内臓ががんじがらめになっているみたいに腹が痛い。まっすぐ歩いているつもりなのに、よろけてしまい、行きかう人間が避けていく。いとても気分が良い。何もかもがどうでもよくて、最高だった。今、この瞬間、頭がはじけ飛んでくれないだろうか。

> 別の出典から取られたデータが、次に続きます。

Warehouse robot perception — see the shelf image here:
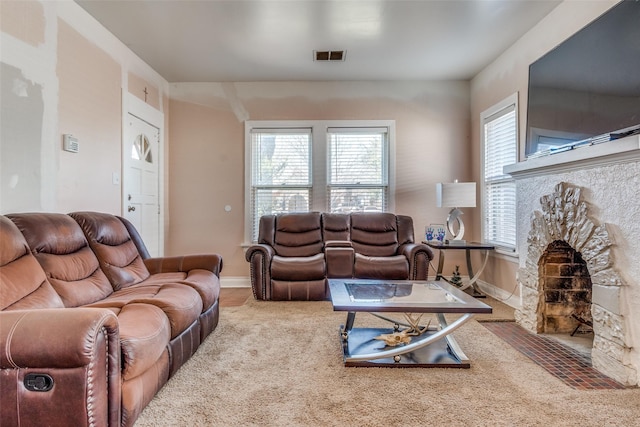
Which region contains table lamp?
[436,179,476,245]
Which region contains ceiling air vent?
[313,50,347,61]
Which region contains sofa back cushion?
[322,213,351,243]
[69,212,150,290]
[351,212,400,256]
[0,216,64,310]
[258,212,323,257]
[7,213,113,307]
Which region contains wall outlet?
[62,134,80,153]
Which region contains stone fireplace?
[505,136,640,385]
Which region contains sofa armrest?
[0,308,121,426]
[398,243,433,280]
[245,244,275,300]
[144,254,222,277]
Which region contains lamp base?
[447,208,464,240]
[445,239,467,246]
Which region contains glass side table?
[422,241,496,298]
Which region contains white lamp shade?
[436,182,476,208]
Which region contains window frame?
[243,120,396,247]
[480,92,520,257]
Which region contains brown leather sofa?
[245,212,433,300]
[0,212,222,426]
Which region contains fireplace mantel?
[504,135,640,180]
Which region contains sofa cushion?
[144,269,220,313]
[322,213,351,243]
[273,212,323,257]
[111,303,171,381]
[0,216,64,310]
[351,213,399,258]
[354,254,409,280]
[8,213,113,307]
[87,283,202,339]
[271,253,326,281]
[69,212,149,290]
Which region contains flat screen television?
[525,0,640,158]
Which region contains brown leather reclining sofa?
[246,212,433,300]
[0,212,222,426]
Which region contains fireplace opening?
[538,240,593,336]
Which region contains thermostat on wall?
[62,133,80,153]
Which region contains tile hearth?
[480,322,625,390]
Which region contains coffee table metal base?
[342,328,471,369]
[340,312,472,369]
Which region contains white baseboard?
[476,280,521,308]
[220,276,251,288]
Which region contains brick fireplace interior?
[538,240,593,336]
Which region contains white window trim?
[242,120,396,247]
[480,92,520,259]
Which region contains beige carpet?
[136,300,640,427]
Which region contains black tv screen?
[525,0,640,157]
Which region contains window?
[327,128,388,212]
[245,121,394,242]
[480,94,518,253]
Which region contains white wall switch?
[62,133,80,153]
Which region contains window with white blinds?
[481,94,518,252]
[245,120,394,242]
[327,128,389,212]
[250,129,311,241]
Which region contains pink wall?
[0,0,168,219]
[471,0,617,296]
[167,82,471,277]
[56,20,122,214]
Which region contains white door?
[122,114,161,256]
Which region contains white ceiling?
[76,0,561,82]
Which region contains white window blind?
[482,101,518,251]
[250,129,312,241]
[327,128,389,212]
[245,120,395,244]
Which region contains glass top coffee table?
[329,279,492,368]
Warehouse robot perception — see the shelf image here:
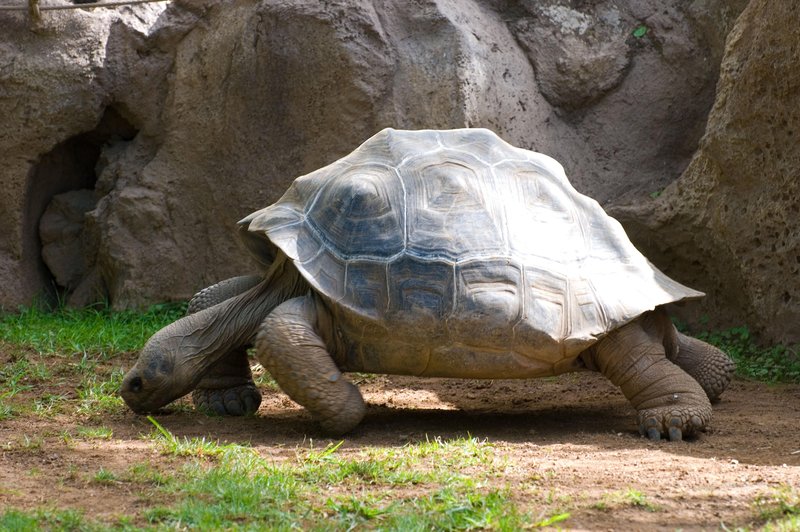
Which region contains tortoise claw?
[639,408,710,441]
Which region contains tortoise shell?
[240,129,703,378]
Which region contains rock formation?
[7,0,796,340]
[612,0,800,343]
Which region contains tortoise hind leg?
[188,275,262,416]
[256,296,365,435]
[670,333,736,403]
[582,313,711,440]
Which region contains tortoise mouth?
[119,370,180,415]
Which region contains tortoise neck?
[175,255,308,375]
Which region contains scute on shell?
[240,129,703,374]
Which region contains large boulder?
[0,0,744,307]
[612,0,800,343]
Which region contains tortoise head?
[120,316,210,414]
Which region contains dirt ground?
[0,356,800,530]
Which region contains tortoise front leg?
[188,275,262,416]
[256,295,365,435]
[583,313,711,440]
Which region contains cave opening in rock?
[24,106,138,306]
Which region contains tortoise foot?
[639,407,711,441]
[192,383,261,416]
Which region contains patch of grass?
[0,303,186,358]
[77,369,125,416]
[0,399,14,421]
[76,427,114,440]
[92,467,119,484]
[0,358,49,399]
[0,508,88,531]
[147,416,244,457]
[695,327,800,383]
[145,419,540,530]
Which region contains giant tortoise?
[121,129,733,440]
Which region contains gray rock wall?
[612,0,800,343]
[0,0,768,336]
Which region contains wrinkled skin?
[121,251,733,440]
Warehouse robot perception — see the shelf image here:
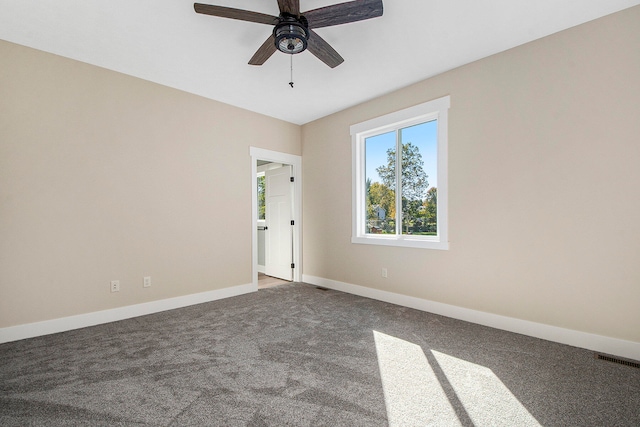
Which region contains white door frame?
[249,147,302,290]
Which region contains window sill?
[351,235,449,251]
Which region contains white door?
[264,165,293,280]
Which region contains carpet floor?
[0,283,640,426]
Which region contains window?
[351,96,449,249]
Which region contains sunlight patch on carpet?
[373,331,462,427]
[431,350,540,426]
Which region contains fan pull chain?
[289,54,293,89]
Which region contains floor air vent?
[596,353,640,369]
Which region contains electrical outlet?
[111,280,120,292]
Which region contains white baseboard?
[302,274,640,360]
[0,284,258,344]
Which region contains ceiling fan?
[193,0,382,68]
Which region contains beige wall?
[303,7,640,342]
[0,41,301,327]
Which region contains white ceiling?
[0,0,640,124]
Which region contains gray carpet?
[0,284,640,426]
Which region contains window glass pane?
[399,120,438,236]
[364,132,396,234]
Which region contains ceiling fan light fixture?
[273,22,309,55]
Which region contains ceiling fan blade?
[193,3,278,25]
[303,0,382,28]
[278,0,300,16]
[249,34,276,65]
[307,30,344,68]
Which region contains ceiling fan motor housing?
[273,14,309,55]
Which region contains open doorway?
[250,147,302,290]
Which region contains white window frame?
[350,96,450,250]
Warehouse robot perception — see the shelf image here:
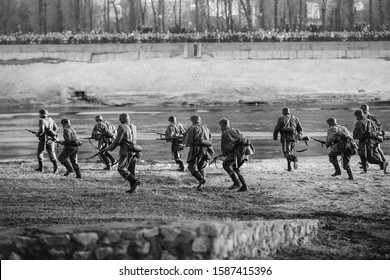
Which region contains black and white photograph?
[0,0,390,279]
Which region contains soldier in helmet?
[219,118,251,192]
[107,113,141,193]
[353,110,389,174]
[325,118,353,180]
[183,115,214,192]
[165,116,187,171]
[91,115,117,170]
[58,119,81,179]
[35,109,58,173]
[274,108,303,171]
[360,104,386,165]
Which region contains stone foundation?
[0,220,318,260]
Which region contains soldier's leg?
[187,158,203,182]
[233,159,249,192]
[46,142,58,174]
[126,155,141,193]
[172,149,184,171]
[343,153,353,180]
[100,153,111,170]
[58,147,74,176]
[105,152,118,166]
[35,141,45,172]
[329,152,341,177]
[222,156,241,190]
[69,150,81,179]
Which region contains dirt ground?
[0,58,390,259]
[0,57,390,106]
[0,156,390,259]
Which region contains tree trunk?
[138,0,146,26]
[57,0,64,32]
[299,0,303,31]
[369,0,372,31]
[128,0,136,32]
[274,0,279,31]
[111,1,120,33]
[240,0,253,31]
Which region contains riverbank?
[0,156,390,259]
[0,57,390,107]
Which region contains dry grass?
[0,157,390,259]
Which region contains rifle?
[87,148,108,160]
[24,128,36,134]
[209,154,222,167]
[307,137,326,148]
[155,132,183,141]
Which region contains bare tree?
[138,0,146,26]
[274,0,279,30]
[240,0,253,31]
[320,0,328,31]
[128,0,137,31]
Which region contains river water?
[0,104,390,162]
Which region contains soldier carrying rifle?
[91,115,117,170]
[353,110,389,174]
[161,116,187,171]
[29,109,58,174]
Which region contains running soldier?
[183,116,214,192]
[106,113,141,193]
[360,104,386,166]
[274,108,303,171]
[91,115,117,170]
[353,110,389,174]
[35,109,58,174]
[219,119,254,192]
[325,118,353,180]
[165,116,186,171]
[58,119,81,179]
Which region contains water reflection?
[0,104,390,162]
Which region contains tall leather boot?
[126,174,141,193]
[229,173,241,190]
[74,168,81,179]
[62,161,74,176]
[35,160,43,172]
[287,160,291,171]
[347,169,353,180]
[52,160,58,174]
[331,160,341,177]
[237,173,249,192]
[106,152,118,166]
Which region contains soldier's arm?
[274,118,283,140]
[107,126,124,151]
[35,119,45,137]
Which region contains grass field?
[0,157,390,259]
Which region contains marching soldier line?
[28,104,389,193]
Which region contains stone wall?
[0,220,318,260]
[0,42,390,62]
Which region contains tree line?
[0,0,390,34]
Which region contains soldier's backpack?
[232,128,256,155]
[336,129,358,156]
[280,116,297,141]
[102,121,116,138]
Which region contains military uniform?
[219,119,250,192]
[353,110,388,174]
[91,116,116,170]
[273,108,303,171]
[326,118,353,180]
[58,119,81,179]
[35,109,58,173]
[360,104,386,161]
[183,116,214,191]
[107,113,141,193]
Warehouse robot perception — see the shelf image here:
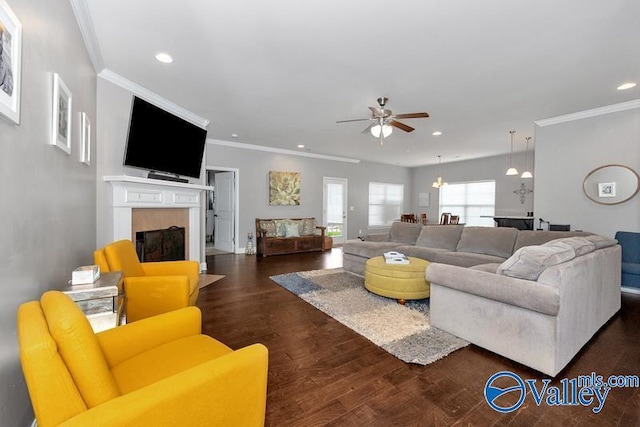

肩が誰かとぶつかった。よろけて、回転したが、なんとか倒れずにすんだ。
「おう、なんだお前?」
ガラの悪い男2人が凄んできた。おもしろくなってきた。ドラマか漫画みたいだ。
「何だと言われたら、何でしょうか。どうなんでしょう」
「何言ってんだ、お前」
「謝るのは、こっちじゃくて、そっちだろうが。痛いのは俺だ。俺の心と体だ」
「お前、ふざけんなよ」一方の男が胸倉を掴んできた。
「助けて―、助けて―」ひっ迫感のない、小馬鹿にした口調で言った。
「おい、やめとけ」
声がした方を向くと、小柄な老人がいた。
「邪魔するな」
良平は老人の顔面を殴った。拳で鼻が折れたのを感じた。地面に叩きつけられた老人の頭は2度大きくバウンドして、ピクリとも動かなくなった。男達は唖然とした様子で状況を把握出来ていなかった。